Re: [patch] sched: auto-tune migration costs [was: Re: Industry db benchmark result on recent 2.6 kernels]

Three more observations.

 1) The slowest measure_one() calls are, not surprisingly, those for the
    largest sizes.  At least on my test system of the moment, the plot
    of cost versus size has one major maximum (a one hump camel, not two).
    
    Seems like if we computed from smallest size upward, instead of largest
    downward, and stopped whenever two consecutive measurements were less
    than say 70% of the max seen so far, then we could save a nice chunk
    of the time.

    Of course, if two hump systems exist, this is not reliable on them.

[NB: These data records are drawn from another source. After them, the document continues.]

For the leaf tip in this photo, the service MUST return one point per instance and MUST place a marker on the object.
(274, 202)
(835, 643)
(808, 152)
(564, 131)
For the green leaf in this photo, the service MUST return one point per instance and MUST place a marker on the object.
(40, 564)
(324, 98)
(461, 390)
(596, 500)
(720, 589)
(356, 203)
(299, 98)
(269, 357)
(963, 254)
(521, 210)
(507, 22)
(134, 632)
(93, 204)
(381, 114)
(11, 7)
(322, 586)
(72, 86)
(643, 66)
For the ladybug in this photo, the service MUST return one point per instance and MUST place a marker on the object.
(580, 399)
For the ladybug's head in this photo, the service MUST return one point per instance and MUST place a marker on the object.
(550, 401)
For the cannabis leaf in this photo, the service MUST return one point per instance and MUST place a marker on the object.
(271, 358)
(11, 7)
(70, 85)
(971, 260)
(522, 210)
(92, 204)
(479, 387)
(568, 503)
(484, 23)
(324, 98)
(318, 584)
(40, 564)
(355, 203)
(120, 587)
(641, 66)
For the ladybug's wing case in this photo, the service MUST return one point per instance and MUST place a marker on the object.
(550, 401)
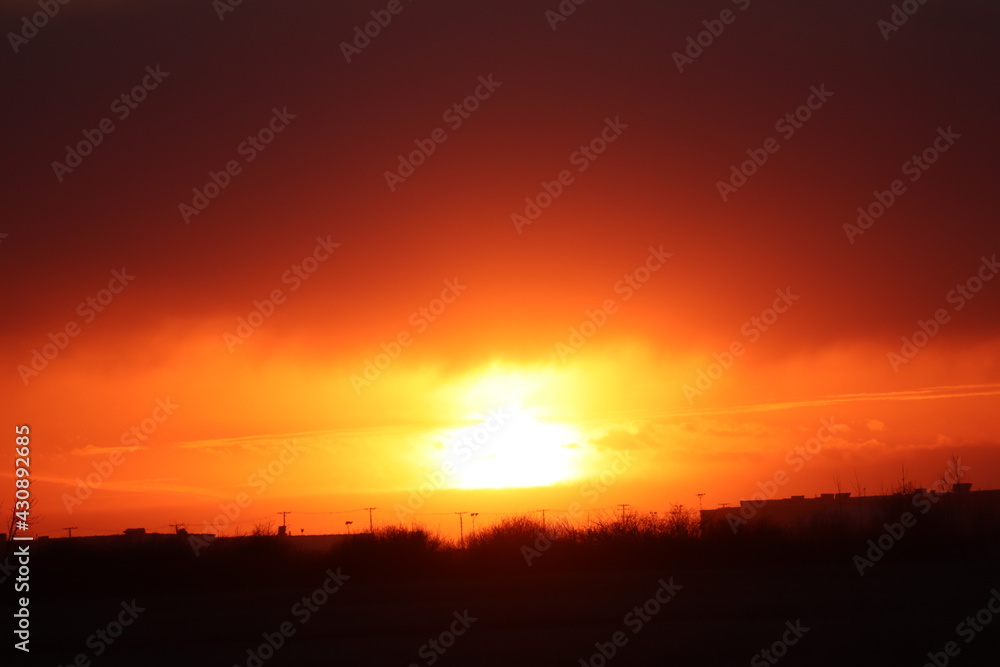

 2) Trivial warning fix for printf format mismatch:

=================================== begin ===================================
--- 2.6.12-rc1-mm4.orig/kernel/sched.c  2005-04-03 06:32:34.000000000 -0700
+++ 2.6.12-rc1-mm4/kernel/sched.c       2005-04-03 06:34:07.000000000 -0700
@@ -5211,7 +5211,7 @@ void __devinit calibrate_migration_costs
 #ifdef CONFIG_X86
                        cpu_khz/1000
 #else
-                       -1
+                       -1L
 #endif
                );
        printk("---------------------\n");
==================================== end ====================================


 3) I was noticing that my test system was only showing a couple of distinct
    values for cpu_distance, even though it has 4 distinct distances for
    values of node_distance.  So I coded up a variant of cpu_distance that
    converts the problem to a node_distance problem, and got the following
    cost matrix:

=================================== begin ===================================
Total of 8 processors activated (15515.64 BogoMIPS).
---------------------
migration cost matrix (max_cache_size: 0, cpu: -1 MHz):
---------------------
          [00]    [01]    [02]    [03]    [04]    [05]    [06]    [07]
[00]:     -     4.0(0) 21.7(1) 21.7(1) 25.2(2) 25.2(2) 25.3(3) 25.3(3)
[01]:   4.0(0)    -    21.7(1) 21.7(1) 25.2(2) 25.2(2) 25.3(3) 25.3(3)
[02]:  21.7(1) 21.7(1)    -     4.0(0) 25.3(3) 25.3(3) 25.2(2) 25.2(2)
[03]:  21.7(1) 21.7(1)  4.0(0)    -    25.3(3) 25.3(3) 25.2(2) 25.2(2)
[04]:  25.2(2) 25.2(2) 25.3(3) 25.3(3)    -     4.0(0) 21.7(1) 21.7(1)
[05]:  25.2(2) 25.2(2) 25.3(3) 25.3(3)  4.0(0)    -    21.7(1) 21.7(1)
[06]:  25.3(3) 25.3(3) 25.2(2) 25.2(2) 21.7(1) 21.7(1)    -     4.0(0)
[07]:  25.3(3) 25.3(3) 25.2(2) 25.2(2) 21.7(1) 21.7(1)  4.0(0)    -
---------------------
cacheflush times [4]: 4.0 (4080540) 21.7 (21781380) 25.2 (25259428) 25.3 (25372682)
---------------------
==================================== end ====================================


    The code (below) is twice as complicated, the runtime twice as long,
    and it's less intuitive - sched_domains seems more appropriate as
    the basis for migration costs than the node distances in SLIT tables.
    Finally, I don't know if distinguishing between costs of 21.7 and
    25.3 is worth much.

    So the case for switching to this node_distance base is less than
    persuasive, to put it politely.

    Perhaps it's only real value is in highlighting that perhaps the
    code to setup the sched_domain topology on our ia64 SN2 Altix systems
    is too coarse, given that it only found two distance values, not four.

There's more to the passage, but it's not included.